The TT has become one of Audi’s icons. Debuting in 1998, the generations that have followed since have all been suitably modernised, but without losing any of the charm and style offered by the original.
Available with a choice of petrol engines, the TT continues to be a classy choice, whether you choose it as a Roadster (convertible) or Coupe that we’re trying here. Let’s see what the latest Audi TT has to offer.
Audi has kept updates on the latest TT relatively small, with this latest car featuring slightly more powerful engines to boost its performance credentials. The design has also been inspired by other modern Audi models, with further differentiation for the various trim levels, particularly S line and Black Edition models. There are new seats too, along with the addition of two bright paint colours – Turbo Blue and Pulse Orange.
What’s under the bonnet?
Though Audi offers more powerful Audi TTS and Audi TT RS models, here we’re focusing on the standard TT Coupe. All versions these days use a turbocharged 2.0-litre petrol engine paired to an S tronic automatic gearbox.

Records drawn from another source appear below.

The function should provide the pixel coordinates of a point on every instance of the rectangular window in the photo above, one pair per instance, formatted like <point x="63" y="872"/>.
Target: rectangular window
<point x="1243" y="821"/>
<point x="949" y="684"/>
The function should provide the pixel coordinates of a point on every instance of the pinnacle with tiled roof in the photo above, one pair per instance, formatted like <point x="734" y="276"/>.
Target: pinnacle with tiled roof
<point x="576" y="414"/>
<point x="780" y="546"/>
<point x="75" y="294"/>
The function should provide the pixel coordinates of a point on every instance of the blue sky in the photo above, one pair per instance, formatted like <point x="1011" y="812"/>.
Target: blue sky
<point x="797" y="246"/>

It comes in two styles - the 194bhp 40 TFSI and 242bhp 45 TFSI, with the latter getting quattro all-wheel-drive. There’s a noticeable difference in performance, with the less powerful version hitting 60mph in 6.4 seconds, while the 242bhp version achieves it under five seconds.
What’s it like to drive?
With the 242bhp engine, you question the need for the sportier TTS model as it provides more than enough punch, while the gearbox is smooth when doing its thing, or you can change over with the manual paddles.

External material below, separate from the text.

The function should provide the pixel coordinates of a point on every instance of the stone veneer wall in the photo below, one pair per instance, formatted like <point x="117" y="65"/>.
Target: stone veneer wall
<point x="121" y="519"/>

The steering has plenty of accuracy to it, while there’s little body roll too. With quattro all-wheel-drive fitted, the Audi TT becomes a car you can truly use in all weathers. Just be cautious of versions fitted with the larger alloy wheels, as the ride is rather firm. Entry-level Sport versions provide the best comfort.
How does it look?
Audi has been evolutionary with the TT’s design over the years, but despite minimal updates it remains a sleek model. Its compact shape is refreshingly different from the large SUVs that tend to dominate the roads today, while sharp lines and twin exit exhausts at the rear ensure the TT has plenty of presence. You can choose a slightly sportier look with the S line too, while the Black Edition brings a stealthier and more muscular look to the table.
What’s it like inside?
Again, Audi hasn’t messed with the TT’s interior too much, but it remains an excellent place to spend time. There’s no central touchscreen at all, and instead the large digital instrument cluster handles all media operations instead. It gives this Audi a classy and minimalist look, though some might find it a bit too sparse by modern standards. The quality throughout is absolutely top notch as well.

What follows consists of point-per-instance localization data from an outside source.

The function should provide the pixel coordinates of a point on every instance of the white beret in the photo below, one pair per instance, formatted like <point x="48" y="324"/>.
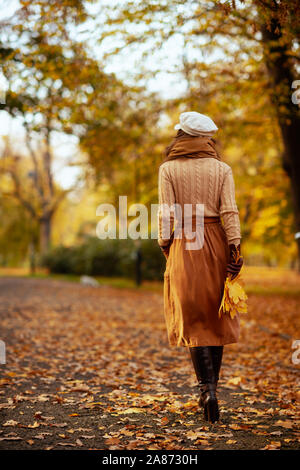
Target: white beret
<point x="194" y="123"/>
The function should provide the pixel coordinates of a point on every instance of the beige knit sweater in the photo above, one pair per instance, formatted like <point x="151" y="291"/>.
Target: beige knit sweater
<point x="200" y="180"/>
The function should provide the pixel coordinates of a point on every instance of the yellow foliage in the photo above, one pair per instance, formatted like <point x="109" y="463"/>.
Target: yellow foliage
<point x="234" y="298"/>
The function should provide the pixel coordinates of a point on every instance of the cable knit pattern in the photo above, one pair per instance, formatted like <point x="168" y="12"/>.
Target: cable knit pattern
<point x="194" y="181"/>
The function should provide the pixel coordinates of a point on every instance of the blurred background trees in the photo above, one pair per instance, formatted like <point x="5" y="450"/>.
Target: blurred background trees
<point x="236" y="61"/>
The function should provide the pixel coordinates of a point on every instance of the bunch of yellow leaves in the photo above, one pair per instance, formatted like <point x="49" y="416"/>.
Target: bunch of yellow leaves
<point x="234" y="297"/>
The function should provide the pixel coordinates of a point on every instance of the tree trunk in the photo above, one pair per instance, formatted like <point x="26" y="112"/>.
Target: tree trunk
<point x="45" y="233"/>
<point x="281" y="79"/>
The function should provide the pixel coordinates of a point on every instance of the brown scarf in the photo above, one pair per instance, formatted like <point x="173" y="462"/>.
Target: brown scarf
<point x="185" y="145"/>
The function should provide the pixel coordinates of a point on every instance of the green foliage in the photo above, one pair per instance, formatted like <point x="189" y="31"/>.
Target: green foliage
<point x="106" y="258"/>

Though the TT Coupe does have rear seats, they are very cramped, so treating it as a two-seater with a decent-sized boot is the way to go.
What’s the spec like?
Regardless of version, all TTs get plenty of equipment, with entry-level Sport versions still equipped with 18-inch alloy wheels, Xenon headlights, a retractable rear spoiler and Audi’s Virtual Cockpit system.
S line versions bring LED headlights instead, along with large 19-inch alloy wheels and leather and Alcantara sports seats. Make the step up to the Black Edition to get a fixed rear spoiler, black styling kit and 20-inch black alloy wheels, while top-spec Vorsprung models pack Matrix LED headlights and a top-notch Bang & Olufsen sound system.
Though the TT might not be the freshest model in Audi’s line-up, it remains a truly excellent sports car. Offering a stunning level of quality, it’s still good fun to drive, while the all-wheel-drive option provides great scope to use this coupe all-year-round. Strong performance and the TT’s classy and elegant design add further appeal too.